In this example, an isolated change to the src/climate/components/Badge.tsx file allows us to fetch >99.9% of the GetTree response from our TreeCache.

Branches that are unchanged and thus cached are denoted with green dashes.

On the topic of large directories, we’ve started experimenting with an alternative strategy where actions depend on a SquashFS image that bundles action dependencies which don’t change often. For example, changes to a package.json (the primary input to a large node_modules directory) are few and far between. This has led to observed performance improvements across the board: the Bazel client spends less time building an action digest, our cache service spends less time in the GetTree RPC, and our execution service creates orders of magnitude fewer hard links.

Our remote execution service has a couple other tricks up its sleeve. For example, when our distribution layer schedules an action on an executor, it checks if another executor is already running an identical action. If so, rather than reserving resources and executing the action itself, the second executor blocks on completion of the first execution and re-uses its results. Action merging consistently helps improve build performance and efficiency, especially for particularly lengthy actions. Since the Bazel client never checks the remote cache after starting an action, this optimization relies on our remote execution service.


We’re constantly on the lookout for new techniques to improve the performance, reliability and efficiency of our remote build services. For instance, we recently investigated NILFS, a log-structured filesystem that could rival LVM’s snapshotting performance. As our system grows, we’re exploring new strategies for load balancing in a highly heterogeneous environment, essentially solving a low-latency distributed scheduling problem. We’re eager to explore Firecracker’s snapshotting support which could help drive down latency in workloads where JVM startup is significant. For example, we could speed up Java compilation by scheduling actions on a microVM that has already started a JVM.

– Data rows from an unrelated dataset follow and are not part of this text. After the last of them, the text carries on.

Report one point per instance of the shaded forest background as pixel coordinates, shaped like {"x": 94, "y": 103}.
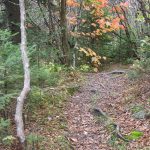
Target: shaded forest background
{"x": 66, "y": 38}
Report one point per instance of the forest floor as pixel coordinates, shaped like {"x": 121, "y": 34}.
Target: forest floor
{"x": 106, "y": 111}
{"x": 125, "y": 102}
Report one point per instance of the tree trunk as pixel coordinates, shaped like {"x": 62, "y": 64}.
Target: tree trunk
{"x": 13, "y": 14}
{"x": 26, "y": 87}
{"x": 64, "y": 33}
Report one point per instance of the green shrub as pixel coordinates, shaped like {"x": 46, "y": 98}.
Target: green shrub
{"x": 142, "y": 65}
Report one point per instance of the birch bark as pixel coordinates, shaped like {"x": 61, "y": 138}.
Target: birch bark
{"x": 26, "y": 87}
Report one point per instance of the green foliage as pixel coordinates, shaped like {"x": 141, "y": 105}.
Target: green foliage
{"x": 142, "y": 65}
{"x": 4, "y": 130}
{"x": 34, "y": 141}
{"x": 135, "y": 135}
{"x": 8, "y": 140}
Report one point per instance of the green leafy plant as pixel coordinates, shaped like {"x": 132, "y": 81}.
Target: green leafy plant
{"x": 135, "y": 135}
{"x": 8, "y": 140}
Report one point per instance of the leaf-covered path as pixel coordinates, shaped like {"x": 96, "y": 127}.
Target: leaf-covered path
{"x": 104, "y": 91}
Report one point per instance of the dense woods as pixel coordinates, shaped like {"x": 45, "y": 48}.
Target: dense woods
{"x": 63, "y": 62}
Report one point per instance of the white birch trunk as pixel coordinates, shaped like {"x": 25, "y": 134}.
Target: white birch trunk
{"x": 26, "y": 87}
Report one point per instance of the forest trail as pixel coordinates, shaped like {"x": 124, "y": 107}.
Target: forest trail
{"x": 104, "y": 91}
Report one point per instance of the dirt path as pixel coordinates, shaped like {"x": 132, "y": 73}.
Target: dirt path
{"x": 102, "y": 90}
{"x": 85, "y": 133}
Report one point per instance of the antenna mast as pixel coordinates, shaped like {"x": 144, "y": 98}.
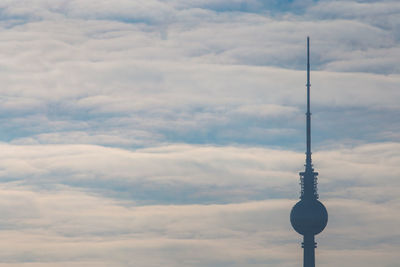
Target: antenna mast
{"x": 308, "y": 153}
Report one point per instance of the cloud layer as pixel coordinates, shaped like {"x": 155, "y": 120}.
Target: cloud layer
{"x": 141, "y": 133}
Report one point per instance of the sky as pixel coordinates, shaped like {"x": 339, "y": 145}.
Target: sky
{"x": 171, "y": 132}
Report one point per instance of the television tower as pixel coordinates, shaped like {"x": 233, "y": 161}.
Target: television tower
{"x": 309, "y": 216}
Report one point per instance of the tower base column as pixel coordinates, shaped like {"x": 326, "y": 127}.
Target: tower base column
{"x": 309, "y": 246}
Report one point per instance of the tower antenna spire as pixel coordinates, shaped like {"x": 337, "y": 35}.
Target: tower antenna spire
{"x": 309, "y": 216}
{"x": 308, "y": 114}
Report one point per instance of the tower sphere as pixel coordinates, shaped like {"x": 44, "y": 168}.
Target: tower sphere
{"x": 309, "y": 217}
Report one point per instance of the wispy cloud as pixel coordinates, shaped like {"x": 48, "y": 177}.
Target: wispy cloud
{"x": 148, "y": 132}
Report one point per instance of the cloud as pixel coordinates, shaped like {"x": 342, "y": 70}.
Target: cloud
{"x": 156, "y": 132}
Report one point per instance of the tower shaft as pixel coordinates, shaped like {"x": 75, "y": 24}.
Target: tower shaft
{"x": 309, "y": 246}
{"x": 309, "y": 216}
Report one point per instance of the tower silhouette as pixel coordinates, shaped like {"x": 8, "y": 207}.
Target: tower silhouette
{"x": 309, "y": 216}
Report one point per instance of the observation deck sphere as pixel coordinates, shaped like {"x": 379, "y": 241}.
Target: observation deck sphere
{"x": 309, "y": 217}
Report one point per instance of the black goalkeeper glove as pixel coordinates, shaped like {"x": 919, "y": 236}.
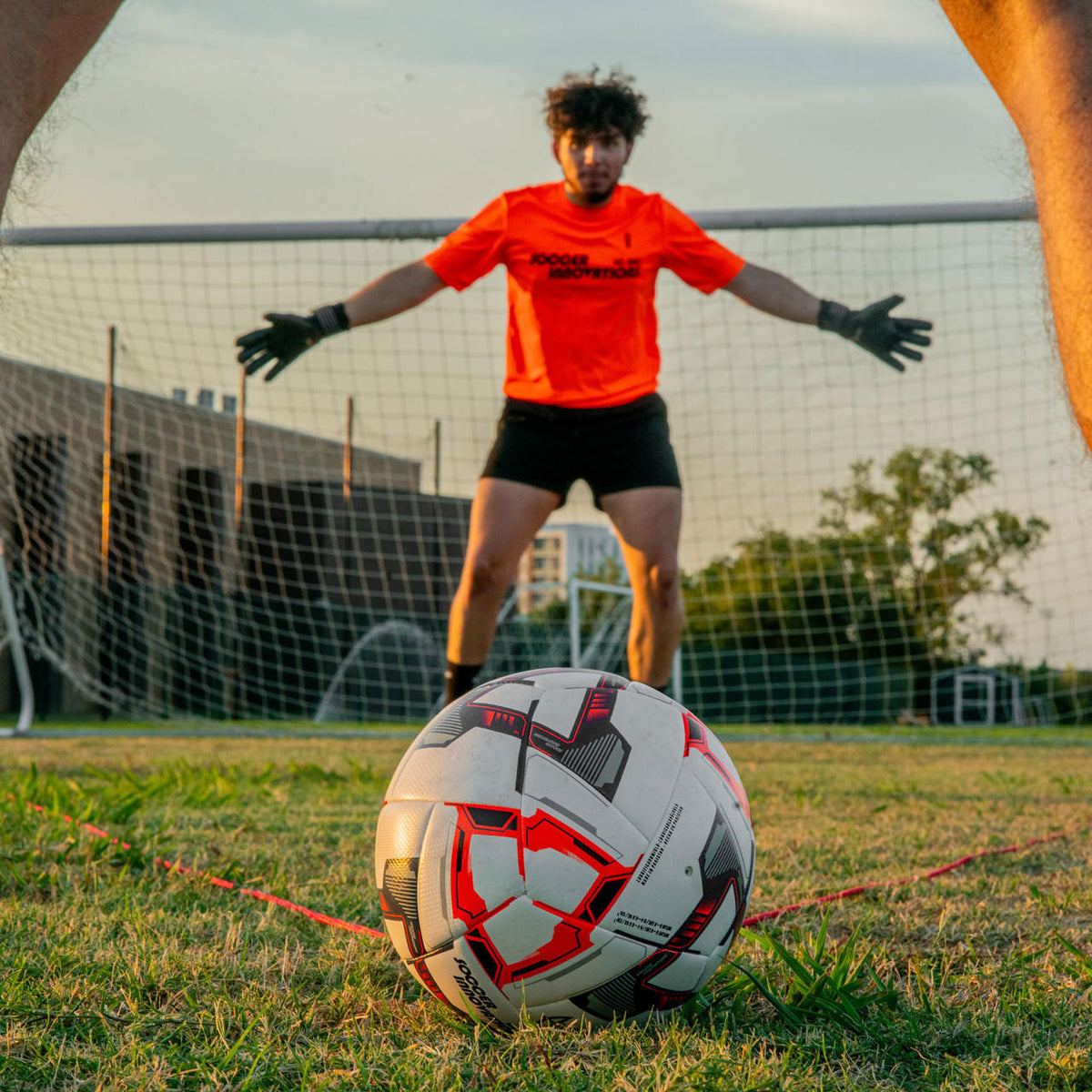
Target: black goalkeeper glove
{"x": 287, "y": 337}
{"x": 874, "y": 330}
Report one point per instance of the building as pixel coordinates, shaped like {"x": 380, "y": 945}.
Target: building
{"x": 560, "y": 552}
{"x": 175, "y": 571}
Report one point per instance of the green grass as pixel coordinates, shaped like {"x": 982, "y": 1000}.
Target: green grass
{"x": 117, "y": 976}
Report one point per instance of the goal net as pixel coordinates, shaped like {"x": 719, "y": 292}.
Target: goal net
{"x": 855, "y": 541}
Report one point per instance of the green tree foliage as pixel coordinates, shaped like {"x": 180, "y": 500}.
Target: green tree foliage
{"x": 890, "y": 571}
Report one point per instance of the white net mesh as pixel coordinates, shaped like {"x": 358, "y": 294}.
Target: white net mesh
{"x": 284, "y": 585}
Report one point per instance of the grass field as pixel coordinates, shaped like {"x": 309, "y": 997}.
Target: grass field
{"x": 117, "y": 976}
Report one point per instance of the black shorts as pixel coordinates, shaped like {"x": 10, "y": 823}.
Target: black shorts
{"x": 615, "y": 448}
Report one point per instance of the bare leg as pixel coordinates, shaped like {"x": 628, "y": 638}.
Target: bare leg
{"x": 1037, "y": 55}
{"x": 648, "y": 522}
{"x": 41, "y": 45}
{"x": 505, "y": 519}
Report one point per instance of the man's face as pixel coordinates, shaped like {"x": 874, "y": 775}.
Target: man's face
{"x": 592, "y": 164}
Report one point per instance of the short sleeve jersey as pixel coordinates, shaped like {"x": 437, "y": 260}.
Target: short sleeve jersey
{"x": 581, "y": 287}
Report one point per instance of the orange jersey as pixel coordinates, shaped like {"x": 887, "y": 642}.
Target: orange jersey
{"x": 581, "y": 287}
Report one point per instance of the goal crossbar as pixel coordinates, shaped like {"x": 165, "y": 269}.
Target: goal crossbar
{"x": 741, "y": 219}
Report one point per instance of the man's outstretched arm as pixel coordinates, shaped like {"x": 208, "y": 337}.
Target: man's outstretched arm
{"x": 288, "y": 336}
{"x": 1037, "y": 55}
{"x": 873, "y": 328}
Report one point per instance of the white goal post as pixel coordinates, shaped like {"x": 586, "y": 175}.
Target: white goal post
{"x": 199, "y": 546}
{"x": 12, "y": 642}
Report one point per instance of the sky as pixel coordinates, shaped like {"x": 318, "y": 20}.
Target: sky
{"x": 352, "y": 108}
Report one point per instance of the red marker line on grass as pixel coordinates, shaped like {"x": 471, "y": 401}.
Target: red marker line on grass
{"x": 902, "y": 882}
{"x": 765, "y": 916}
{"x": 228, "y": 885}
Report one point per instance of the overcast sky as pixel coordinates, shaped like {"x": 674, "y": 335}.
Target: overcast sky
{"x": 353, "y": 108}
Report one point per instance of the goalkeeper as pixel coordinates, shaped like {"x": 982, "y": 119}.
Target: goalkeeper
{"x": 582, "y": 257}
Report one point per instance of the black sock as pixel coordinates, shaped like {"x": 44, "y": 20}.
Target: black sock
{"x": 459, "y": 680}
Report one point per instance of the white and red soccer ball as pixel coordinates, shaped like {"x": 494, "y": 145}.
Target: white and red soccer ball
{"x": 562, "y": 844}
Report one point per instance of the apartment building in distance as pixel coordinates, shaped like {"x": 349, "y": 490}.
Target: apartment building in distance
{"x": 560, "y": 551}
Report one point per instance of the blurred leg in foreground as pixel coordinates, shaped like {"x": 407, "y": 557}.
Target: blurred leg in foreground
{"x": 1037, "y": 55}
{"x": 42, "y": 42}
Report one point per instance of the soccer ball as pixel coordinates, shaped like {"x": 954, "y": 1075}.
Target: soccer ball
{"x": 562, "y": 844}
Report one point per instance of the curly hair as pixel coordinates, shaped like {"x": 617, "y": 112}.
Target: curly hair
{"x": 589, "y": 106}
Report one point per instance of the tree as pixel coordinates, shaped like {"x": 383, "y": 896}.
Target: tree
{"x": 889, "y": 571}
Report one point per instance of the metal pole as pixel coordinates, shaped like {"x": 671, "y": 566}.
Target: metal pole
{"x": 348, "y": 453}
{"x": 436, "y": 458}
{"x": 17, "y": 653}
{"x": 574, "y": 622}
{"x": 107, "y": 458}
{"x": 240, "y": 447}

Providing our engineers with a CI system that delivers rapid feedback on their changes and tightening the development loop is a top priority for Stripe. Our solution wouldn’t be possible without Bazel. Its primitives give our engineers and platform teams a foundation for expressing rich, domain-specific build and test pipelines. Engineers across the organization benefit from a shared vocabulary and toolkit that not only streamlines their support experience, but also provides our productivity teams with a single point of extraordinarily high leverage. In particular, features like cached build results and distributed build execution are table stakes as we strive to support thousands of engineers.

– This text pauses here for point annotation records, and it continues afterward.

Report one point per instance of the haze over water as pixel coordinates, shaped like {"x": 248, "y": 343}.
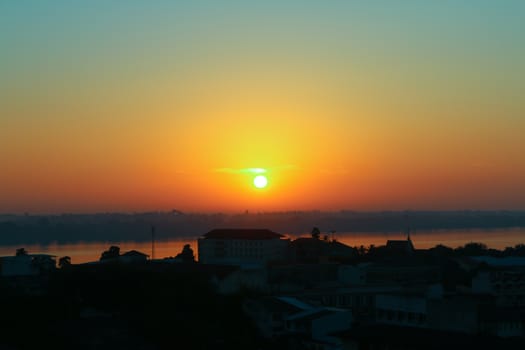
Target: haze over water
{"x": 82, "y": 252}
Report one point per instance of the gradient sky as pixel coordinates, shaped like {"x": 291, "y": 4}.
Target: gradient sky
{"x": 364, "y": 105}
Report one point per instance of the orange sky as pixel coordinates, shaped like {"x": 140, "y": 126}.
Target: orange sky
{"x": 389, "y": 111}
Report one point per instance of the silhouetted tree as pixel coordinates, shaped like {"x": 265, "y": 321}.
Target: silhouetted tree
{"x": 186, "y": 254}
{"x": 111, "y": 253}
{"x": 21, "y": 251}
{"x": 64, "y": 261}
{"x": 316, "y": 233}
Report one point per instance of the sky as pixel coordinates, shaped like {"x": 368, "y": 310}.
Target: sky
{"x": 361, "y": 105}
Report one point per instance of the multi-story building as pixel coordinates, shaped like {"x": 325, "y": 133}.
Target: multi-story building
{"x": 242, "y": 247}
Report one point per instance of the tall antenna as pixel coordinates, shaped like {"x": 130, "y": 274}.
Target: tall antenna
{"x": 152, "y": 242}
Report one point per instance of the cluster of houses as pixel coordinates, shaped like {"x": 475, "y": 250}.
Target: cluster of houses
{"x": 321, "y": 294}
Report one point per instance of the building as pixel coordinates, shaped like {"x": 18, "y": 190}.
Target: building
{"x": 242, "y": 247}
{"x": 133, "y": 256}
{"x": 400, "y": 247}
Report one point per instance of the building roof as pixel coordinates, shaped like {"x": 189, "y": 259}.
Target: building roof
{"x": 242, "y": 233}
{"x": 400, "y": 245}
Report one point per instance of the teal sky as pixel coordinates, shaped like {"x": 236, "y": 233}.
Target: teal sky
{"x": 429, "y": 93}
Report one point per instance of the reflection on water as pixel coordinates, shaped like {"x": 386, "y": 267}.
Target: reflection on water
{"x": 90, "y": 251}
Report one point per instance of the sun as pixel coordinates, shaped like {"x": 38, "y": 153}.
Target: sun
{"x": 260, "y": 181}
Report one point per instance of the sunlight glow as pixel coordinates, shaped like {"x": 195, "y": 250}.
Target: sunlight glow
{"x": 260, "y": 181}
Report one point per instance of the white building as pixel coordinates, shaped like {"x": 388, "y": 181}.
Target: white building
{"x": 242, "y": 247}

Rather than spreading our investment across bespoke caching and distribution models for every language’s build/test toolchain, we’ve invested deeply in implementing Bazel’s remote caching and execution APIs. Building remote caching and execution services that can delight everyone, from the Stripes testing their Subscriptions API change to the Stripes evaluating our infrastructure’s security posture, is a significant task. Our approach relies on a unique combination of technologies to meet its performance goals while balancing security. We’re far from done. Each morning, we’re invigorated by the opportunity to raise the bar of engineering productivity at Stripe.